Boston, MA - In an analysis of serial blood samples from 36 patients undergoing alcohol septal ablation for hypertrophic obstructive cardiomyopathy (HOCM), which causes necrosis that mimics an MI, elevated levels of an array of infarction-related metabolites could be detected within 10 minutes of myocardial injury [1]. The finding provides proof of principle for the future development of assays that could distinguish patients with evolving MI from those with noncardiac chest pain far earlier than managed by available blood tests, according to the authors of a study published online September 2, 2008 in the Journal of Clinical Investigation.

"We're hoping that ultimately we will have a biomarker signature within four to six minutes after the onset of the infarction," principal author Dr Robert E Gerszten (Massachusetts General Hospital, Boston) told heartwire. It may even be possible to obtain such a signature for reversible ischemia in patients with unstable angina, he added, "something that's far more subtle than we believe can be measured with troponins."

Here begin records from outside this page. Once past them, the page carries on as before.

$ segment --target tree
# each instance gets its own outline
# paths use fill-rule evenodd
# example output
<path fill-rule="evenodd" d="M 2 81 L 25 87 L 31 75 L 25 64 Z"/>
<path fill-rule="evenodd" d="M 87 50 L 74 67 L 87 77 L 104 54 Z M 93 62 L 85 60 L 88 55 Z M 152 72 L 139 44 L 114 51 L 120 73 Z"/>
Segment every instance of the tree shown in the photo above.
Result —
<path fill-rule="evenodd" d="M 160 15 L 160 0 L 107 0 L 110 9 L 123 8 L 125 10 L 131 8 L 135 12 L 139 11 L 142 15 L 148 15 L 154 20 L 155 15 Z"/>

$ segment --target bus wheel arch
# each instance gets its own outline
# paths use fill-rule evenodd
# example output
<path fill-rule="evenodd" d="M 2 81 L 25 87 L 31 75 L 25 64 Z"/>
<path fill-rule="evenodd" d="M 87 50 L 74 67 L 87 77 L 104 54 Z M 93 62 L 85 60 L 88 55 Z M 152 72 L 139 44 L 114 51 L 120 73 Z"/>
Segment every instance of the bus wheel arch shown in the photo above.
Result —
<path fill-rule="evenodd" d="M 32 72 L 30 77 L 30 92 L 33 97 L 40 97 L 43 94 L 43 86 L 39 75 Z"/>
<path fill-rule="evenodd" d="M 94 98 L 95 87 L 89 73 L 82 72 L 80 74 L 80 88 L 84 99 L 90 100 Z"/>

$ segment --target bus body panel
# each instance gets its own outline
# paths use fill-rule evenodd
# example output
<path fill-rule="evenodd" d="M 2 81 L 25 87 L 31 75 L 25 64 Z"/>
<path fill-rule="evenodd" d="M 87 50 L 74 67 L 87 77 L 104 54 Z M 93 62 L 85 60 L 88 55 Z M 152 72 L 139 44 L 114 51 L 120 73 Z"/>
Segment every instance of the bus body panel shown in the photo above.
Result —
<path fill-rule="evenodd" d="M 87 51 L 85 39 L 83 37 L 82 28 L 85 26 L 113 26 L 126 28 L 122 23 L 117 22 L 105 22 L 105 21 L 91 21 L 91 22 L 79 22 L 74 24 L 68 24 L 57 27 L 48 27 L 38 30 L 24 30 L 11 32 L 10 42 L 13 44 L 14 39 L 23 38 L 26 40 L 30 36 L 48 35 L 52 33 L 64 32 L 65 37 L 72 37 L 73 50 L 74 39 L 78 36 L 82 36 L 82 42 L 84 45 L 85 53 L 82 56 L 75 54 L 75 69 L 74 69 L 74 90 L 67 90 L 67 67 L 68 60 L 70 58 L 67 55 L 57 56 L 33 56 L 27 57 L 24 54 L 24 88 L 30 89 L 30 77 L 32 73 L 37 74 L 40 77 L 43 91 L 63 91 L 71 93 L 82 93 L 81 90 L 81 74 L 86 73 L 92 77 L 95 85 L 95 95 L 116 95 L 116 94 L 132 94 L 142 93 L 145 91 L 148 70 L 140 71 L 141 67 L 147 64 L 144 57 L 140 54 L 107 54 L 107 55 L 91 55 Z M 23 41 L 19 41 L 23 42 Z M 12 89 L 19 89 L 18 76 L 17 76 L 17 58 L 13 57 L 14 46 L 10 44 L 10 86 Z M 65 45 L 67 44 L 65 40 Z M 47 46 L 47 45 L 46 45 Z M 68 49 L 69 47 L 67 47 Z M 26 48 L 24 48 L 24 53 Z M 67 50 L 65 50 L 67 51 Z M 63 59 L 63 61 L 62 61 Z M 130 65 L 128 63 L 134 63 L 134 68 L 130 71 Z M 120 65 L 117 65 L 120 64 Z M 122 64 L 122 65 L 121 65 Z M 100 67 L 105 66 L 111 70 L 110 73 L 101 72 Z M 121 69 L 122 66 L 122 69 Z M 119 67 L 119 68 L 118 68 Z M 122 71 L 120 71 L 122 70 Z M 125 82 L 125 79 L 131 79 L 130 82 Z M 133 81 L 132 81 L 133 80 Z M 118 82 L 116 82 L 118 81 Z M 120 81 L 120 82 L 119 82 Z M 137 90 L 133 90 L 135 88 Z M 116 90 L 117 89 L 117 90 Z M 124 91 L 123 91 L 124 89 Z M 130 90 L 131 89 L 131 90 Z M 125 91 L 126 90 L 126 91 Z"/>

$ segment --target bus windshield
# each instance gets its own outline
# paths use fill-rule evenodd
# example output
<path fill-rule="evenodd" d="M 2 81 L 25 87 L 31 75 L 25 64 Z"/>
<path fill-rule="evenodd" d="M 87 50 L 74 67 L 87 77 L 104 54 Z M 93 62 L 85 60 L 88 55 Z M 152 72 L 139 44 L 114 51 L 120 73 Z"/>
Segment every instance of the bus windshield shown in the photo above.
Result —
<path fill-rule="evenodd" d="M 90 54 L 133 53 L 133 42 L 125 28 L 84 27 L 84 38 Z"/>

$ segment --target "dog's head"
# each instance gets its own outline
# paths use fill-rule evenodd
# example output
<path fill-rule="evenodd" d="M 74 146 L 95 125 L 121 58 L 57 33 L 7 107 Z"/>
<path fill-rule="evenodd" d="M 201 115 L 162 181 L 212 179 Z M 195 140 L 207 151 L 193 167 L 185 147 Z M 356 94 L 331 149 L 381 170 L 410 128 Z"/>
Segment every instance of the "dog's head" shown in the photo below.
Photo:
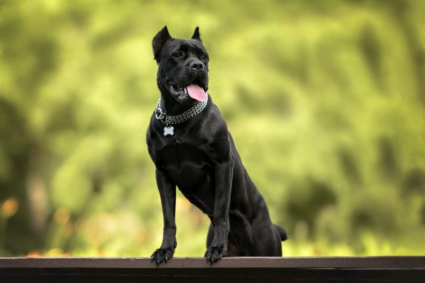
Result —
<path fill-rule="evenodd" d="M 173 38 L 167 26 L 154 37 L 152 48 L 158 64 L 158 87 L 181 104 L 205 100 L 208 89 L 208 53 L 202 45 L 199 29 L 191 38 Z"/>

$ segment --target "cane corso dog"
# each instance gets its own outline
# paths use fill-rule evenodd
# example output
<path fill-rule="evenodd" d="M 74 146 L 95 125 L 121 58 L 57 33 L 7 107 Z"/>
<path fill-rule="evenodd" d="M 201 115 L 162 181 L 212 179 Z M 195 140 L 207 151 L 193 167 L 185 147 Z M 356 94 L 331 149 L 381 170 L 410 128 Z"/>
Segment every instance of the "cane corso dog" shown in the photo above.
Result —
<path fill-rule="evenodd" d="M 153 38 L 161 97 L 146 140 L 156 168 L 164 216 L 162 245 L 151 258 L 169 260 L 176 241 L 176 187 L 211 220 L 206 261 L 280 257 L 282 227 L 249 177 L 217 106 L 207 94 L 209 56 L 198 27 L 189 40 L 164 26 Z"/>

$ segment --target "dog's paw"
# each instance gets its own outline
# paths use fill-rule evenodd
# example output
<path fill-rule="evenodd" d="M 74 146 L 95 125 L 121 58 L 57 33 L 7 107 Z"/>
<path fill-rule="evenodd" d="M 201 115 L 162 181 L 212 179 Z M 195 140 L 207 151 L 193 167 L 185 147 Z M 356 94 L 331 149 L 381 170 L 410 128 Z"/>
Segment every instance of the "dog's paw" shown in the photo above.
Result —
<path fill-rule="evenodd" d="M 224 251 L 224 249 L 222 247 L 210 247 L 206 252 L 205 252 L 204 257 L 206 257 L 206 262 L 209 262 L 212 264 L 226 255 L 227 252 Z"/>
<path fill-rule="evenodd" d="M 173 257 L 174 254 L 174 251 L 172 248 L 158 249 L 150 256 L 150 259 L 152 262 L 155 262 L 157 265 L 159 265 L 162 262 L 167 263 Z"/>

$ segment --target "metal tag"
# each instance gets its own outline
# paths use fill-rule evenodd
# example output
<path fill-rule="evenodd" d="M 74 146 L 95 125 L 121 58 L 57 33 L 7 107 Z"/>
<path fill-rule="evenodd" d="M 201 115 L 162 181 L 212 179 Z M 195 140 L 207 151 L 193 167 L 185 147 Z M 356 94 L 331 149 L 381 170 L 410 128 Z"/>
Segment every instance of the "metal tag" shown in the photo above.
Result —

The report, with first author Dr Gregory D Lewis (Massachusetts General Hospital), is scheduled for the journal's October issue.

Based on prior reports suggesting that the necrosis induced by alcohol septal ablation in HOCM "faithfully reproduces spontaneous myocardial infarction," the group screened serial blood samples from 36 patients undergoing that procedure for 210 metabolites considered possible markers of myocardial injury. The blood had been obtained from the circulation through femoral venous catheters.

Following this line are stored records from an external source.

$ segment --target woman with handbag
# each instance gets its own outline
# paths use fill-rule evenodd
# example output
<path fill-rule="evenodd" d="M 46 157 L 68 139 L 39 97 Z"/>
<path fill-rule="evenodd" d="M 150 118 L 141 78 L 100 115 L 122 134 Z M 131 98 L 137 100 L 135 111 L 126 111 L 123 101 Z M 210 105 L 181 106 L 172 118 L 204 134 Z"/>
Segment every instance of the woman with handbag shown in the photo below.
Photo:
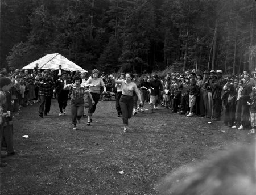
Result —
<path fill-rule="evenodd" d="M 167 76 L 163 82 L 164 94 L 163 101 L 164 104 L 164 108 L 171 108 L 170 107 L 170 88 L 171 88 L 171 77 Z"/>

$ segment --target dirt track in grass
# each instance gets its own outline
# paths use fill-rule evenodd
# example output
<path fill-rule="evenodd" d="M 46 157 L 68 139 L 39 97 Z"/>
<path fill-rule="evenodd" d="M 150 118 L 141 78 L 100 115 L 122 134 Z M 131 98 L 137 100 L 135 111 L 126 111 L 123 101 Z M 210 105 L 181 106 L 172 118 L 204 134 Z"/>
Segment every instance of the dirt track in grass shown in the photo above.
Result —
<path fill-rule="evenodd" d="M 155 184 L 167 173 L 255 138 L 222 121 L 188 118 L 163 107 L 133 116 L 124 134 L 114 101 L 99 102 L 92 126 L 84 118 L 73 131 L 69 105 L 59 116 L 53 99 L 43 119 L 38 107 L 14 115 L 18 154 L 0 169 L 1 194 L 158 194 Z"/>

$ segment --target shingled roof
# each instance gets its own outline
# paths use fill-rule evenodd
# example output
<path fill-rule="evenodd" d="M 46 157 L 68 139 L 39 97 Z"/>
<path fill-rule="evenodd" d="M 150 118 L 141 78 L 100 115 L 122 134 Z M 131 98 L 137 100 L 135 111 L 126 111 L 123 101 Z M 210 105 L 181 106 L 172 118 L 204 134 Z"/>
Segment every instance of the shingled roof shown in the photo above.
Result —
<path fill-rule="evenodd" d="M 78 70 L 80 72 L 88 73 L 87 71 L 82 69 L 63 56 L 61 56 L 59 53 L 46 55 L 42 58 L 34 61 L 33 62 L 23 67 L 22 69 L 33 69 L 36 63 L 38 63 L 38 67 L 40 69 L 57 70 L 59 69 L 59 66 L 61 65 L 61 69 L 66 71 Z"/>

Do we see the same changes in the spontaneous heart attack that we see in the planned heart attack? The answer is yes, but there are many other clinical hurdles.

They also confirmed in this group that the induced infarctions actually resembled spontaneous MI in terms of the time course and degree of associated creatine kinase (CK), CK-MB, and troponin elevations.

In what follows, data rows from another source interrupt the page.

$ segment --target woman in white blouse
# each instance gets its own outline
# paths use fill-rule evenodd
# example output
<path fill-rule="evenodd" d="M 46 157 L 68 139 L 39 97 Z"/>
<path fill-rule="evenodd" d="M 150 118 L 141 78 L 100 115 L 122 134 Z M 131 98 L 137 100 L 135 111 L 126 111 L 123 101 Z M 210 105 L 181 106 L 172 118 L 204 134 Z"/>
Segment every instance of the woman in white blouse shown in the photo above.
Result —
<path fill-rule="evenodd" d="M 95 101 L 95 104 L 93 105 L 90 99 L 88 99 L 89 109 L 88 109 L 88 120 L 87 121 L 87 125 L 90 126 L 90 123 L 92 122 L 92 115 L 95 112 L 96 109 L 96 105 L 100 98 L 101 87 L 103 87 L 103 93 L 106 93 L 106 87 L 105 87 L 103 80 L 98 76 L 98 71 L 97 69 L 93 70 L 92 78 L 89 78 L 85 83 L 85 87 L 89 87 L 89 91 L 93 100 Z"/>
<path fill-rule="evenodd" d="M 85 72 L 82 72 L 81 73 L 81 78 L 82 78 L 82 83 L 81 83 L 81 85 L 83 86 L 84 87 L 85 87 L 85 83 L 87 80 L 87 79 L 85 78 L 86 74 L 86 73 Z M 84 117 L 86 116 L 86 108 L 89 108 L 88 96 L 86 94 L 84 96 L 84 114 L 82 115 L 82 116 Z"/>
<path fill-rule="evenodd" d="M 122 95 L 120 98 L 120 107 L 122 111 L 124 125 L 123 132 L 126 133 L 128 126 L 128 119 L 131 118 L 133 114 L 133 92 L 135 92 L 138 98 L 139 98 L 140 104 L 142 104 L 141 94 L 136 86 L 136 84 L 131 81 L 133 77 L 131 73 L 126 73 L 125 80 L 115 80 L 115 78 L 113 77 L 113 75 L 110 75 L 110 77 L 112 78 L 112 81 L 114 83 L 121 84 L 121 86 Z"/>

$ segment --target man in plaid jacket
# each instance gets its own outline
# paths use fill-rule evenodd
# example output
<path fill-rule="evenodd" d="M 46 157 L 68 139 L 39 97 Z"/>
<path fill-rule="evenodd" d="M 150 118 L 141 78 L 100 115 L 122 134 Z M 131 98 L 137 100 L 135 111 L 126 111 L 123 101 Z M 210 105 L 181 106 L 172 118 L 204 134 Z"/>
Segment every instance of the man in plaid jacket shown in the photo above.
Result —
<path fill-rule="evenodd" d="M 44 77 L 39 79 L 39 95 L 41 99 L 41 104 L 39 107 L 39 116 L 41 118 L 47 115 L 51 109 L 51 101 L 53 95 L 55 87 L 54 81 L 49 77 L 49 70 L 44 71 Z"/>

Using mass spectrometry, the group identified significant increases in seven metabolites in peripheral blood sampled 10 minutes after induced infarction in 20 of the HOCM patients, the "derivation cohort." In the remaining 16 patients, the "validation cohort," they observed similar and temporally consistent elevations in six of the same seven metabolites.

"Metabolic changes included products of purine and pyrimidine catabolism . . . as well as several amino acids," the group writes. "Of note, the alterations in these metabolites were seen when no significant rises in the clinically available biomarkers, CK-MB and troponin T, were detectable in the plasma."

The process was repeated at 60 minutes, at which time the derivation cohort showed elevations in 13 metabolites, including the seven observed before and of which 10 were similarly elevated in the validation cohort.

Diagnostic cath in a control cohort of 16 patients without acute myocardial ischemia was associated with rises in three of the metabolites that had been elevated in the HOCM patients at either 10 or 60 minutes; the three molecules were then excluded from further analysis.

In 13 of the HOCM patients, serial samples of blood obtained from the coronary sinus showed the same metabolite elevations found in peripheral blood, and in some cases elevations in the coronary sinus blood occurred earlier. "The pattern of early enrichment in the coronary sinus with later detection in the periphery supports the cardiac origin of these observed metabolic changes," the group writes.

Four of the metabolites—hypoxanthine, aconitic acid, trimethylamine N-oxide, and threonine—had been significantly elevated at 60, 120, and 240 minutes after alcohol-induced infarction. Those four metabolites showed similar patterns of concentrations in a cohort of 12 patients undergoing emergency cardiac catheterization for acute ST-segment-elevation MI.

But the group didn't see the same patterns in a control cohort of nine patients undergoing elective, diagnostic cardiac cath for CV disease who did not have acute myocardial ischemia.

"Do we see the same changes in the spontaneous heart attack that we see in the planned heart attack? The answer is yes, but there are many other clinical hurdles as we begin to get our mind around how these could be used clinically," according to Gerszten. "How specific are they is the first one that comes to mind. . . . We will see how they validate in large cohorts of patients."